In [14]:
import os
import random
import time

import numpy as np
import pandas as pd
from itertools import combinations

from sklearn.preprocessing import MinMaxScaler
from sklearn.metrics import mean_squared_error, mean_absolute_error, r2_score, mean_absolute_percentage_error
from sklearn.model_selection import train_test_split

import tensorflow as tf
import tensorflow_addons as tfa

import matplotlib.pyplot as plt
import seaborn as sns

In [15]:
os.environ['CUDA_VISIBLE_DEVICES'] = '-1'

def set_random_seed(seed=0):
    random.seed(seed)
    np.random.seed(seed)
    tf.random.set_seed(seed)


set_random_seed(seed=0)
print("Num GPUs Available:", len(tf.config.list_physical_devices('GPU')), tf.test.is_built_with_cuda())
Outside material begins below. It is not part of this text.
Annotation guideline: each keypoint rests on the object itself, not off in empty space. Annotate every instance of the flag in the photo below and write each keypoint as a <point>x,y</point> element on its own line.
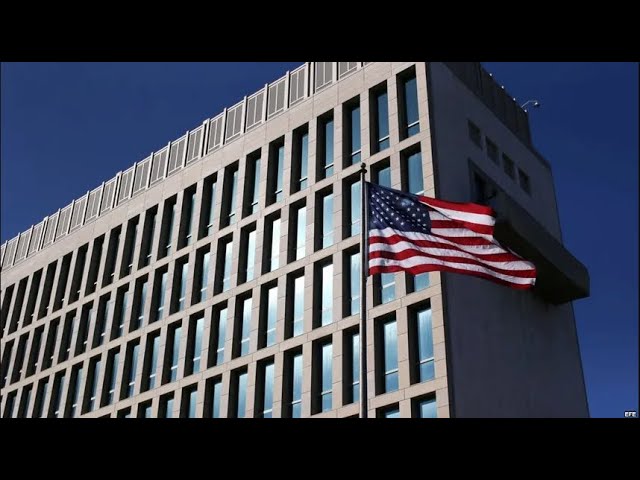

Num GPUs Available: 0 True


In [16]:
plt.rcParams.update({
    'font.family': 'Times New Roman',
    'font.size': 16,
    'figure.figsize': (14, 6),
    'axes.grid' : True,
    'axes.grid.axis': 'y'
})

In [17]:
sel_cols = ['date', 'month', 'hour', 'temperature', 'humidity', 'dew_point', 'sol_rad', 'cloud', 'pow_gen']
all_df = pd.read_csv("C:/Users/wjddu/git/BigData/train/train_ori.csv", parse_dates=['date'], index_col='date', usecols=sel_cols)
all_df.shape

(35487, 8)

In [18]:
def calculate_pow_gen(x, window=11):
    res = []
    
    for i in range(x.shape[0]):
        start = 0 if i < window else 1 + (i-window)
        end = i+1
        
        res.append(np.sum(x[start:end].values))
    
    return res

all_df['pow_gen_daily'] = calculate_pow_gen(all_df['pow_gen'])


In [19]:
X_features = ['month', 'hour', 'temperature', 'humidity', 'dew_point', 'sol_rad', 'cloud']
y_feature = ['pow_gen']

X = all_df[X_features]
y = all_df[y_feature]

X.shape, y.shape

((35487, 7), (35487, 1))

In [20]:
x_scaler = MinMaxScaler()
y_scaler = MinMaxScaler()

X_norm, y_norm = X.copy(), y.copy()
X_norm.iloc[:, 2:] = x_scaler.fit_transform(X_norm.iloc[:, 2:])
y_norm.iloc[:, :] = y_scaler.fit_transform(y_norm.iloc[:, :])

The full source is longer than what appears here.